Sonus Texere! Automated Dense Soundtrack Construction for Books using Movie Adaptations
Jaidev Shriram,Makarand Tapaswi,Vinoo A R
International Society for Music Information Retrieval, ISMIR, 2022
@inproceedings{bib_Sonu_2022, AUTHOR = {Jaidev Shriram, Makarand Tapaswi, Vinoo A R}, TITLE = {Sonus Texere! Automated Dense Soundtrack Construction for Books using Movie Adaptations}, BOOKTITLE = {International Society for Music Information Retrieval}. YEAR = {2022}}
Reading, much like music listening, is an immersive experience that transports readers while taking them on an emotional journey. Listening to complementary music has the potential to amplify the reading experience, especially when the music is stylistically cohesive and emotionally relevant. In this paper, we propose the first fully automatic method to build a dense soundtrack for books, which can play high-quality instrumental music for the entirety of the reading duration.

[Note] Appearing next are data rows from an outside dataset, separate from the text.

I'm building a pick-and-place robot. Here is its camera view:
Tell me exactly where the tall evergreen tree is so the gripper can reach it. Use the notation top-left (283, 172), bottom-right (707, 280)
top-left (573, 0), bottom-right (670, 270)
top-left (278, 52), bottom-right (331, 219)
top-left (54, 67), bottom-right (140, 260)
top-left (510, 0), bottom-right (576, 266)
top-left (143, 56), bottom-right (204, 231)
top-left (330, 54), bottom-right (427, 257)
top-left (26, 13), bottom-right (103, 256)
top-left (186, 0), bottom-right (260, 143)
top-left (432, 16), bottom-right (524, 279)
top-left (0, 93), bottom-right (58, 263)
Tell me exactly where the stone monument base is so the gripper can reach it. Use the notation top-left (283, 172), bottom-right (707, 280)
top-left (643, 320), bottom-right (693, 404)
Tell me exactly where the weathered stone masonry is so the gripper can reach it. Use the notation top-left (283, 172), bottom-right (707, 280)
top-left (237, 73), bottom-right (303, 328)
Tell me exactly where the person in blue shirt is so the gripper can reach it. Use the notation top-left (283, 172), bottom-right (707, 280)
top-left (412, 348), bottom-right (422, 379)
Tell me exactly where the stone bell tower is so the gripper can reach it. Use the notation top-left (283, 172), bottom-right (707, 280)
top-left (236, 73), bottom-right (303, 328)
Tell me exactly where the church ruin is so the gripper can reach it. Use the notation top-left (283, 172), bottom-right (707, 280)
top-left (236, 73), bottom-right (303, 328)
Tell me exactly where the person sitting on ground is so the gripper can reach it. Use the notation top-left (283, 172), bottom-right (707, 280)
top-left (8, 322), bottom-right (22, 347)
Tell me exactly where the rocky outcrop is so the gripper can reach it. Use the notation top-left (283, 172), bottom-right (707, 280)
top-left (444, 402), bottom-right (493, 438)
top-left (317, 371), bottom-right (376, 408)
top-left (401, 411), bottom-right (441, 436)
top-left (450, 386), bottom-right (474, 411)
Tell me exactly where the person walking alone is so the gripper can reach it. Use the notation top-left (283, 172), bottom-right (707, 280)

Our work employs a unique text processing and music weaving pipeline that determines the context and emotional composition of scenes in a chapter. This allows our method to identify and play relevant excerpts from the soundtrack of the book’s movie adaptation. By relying on the movie composer’s craftsmanship, our book soundtracks include expert-made motifs and other scene-specific musical characteristics. We validate the design decisions of our approach through a perceptual study. Our readers note that the book soundtrack greatly enhanced their reading experience, due to high immersiveness granted via uninterrupted and style-consistent music, and a heightened emotional state attained via high precision emotion and scene context recognition.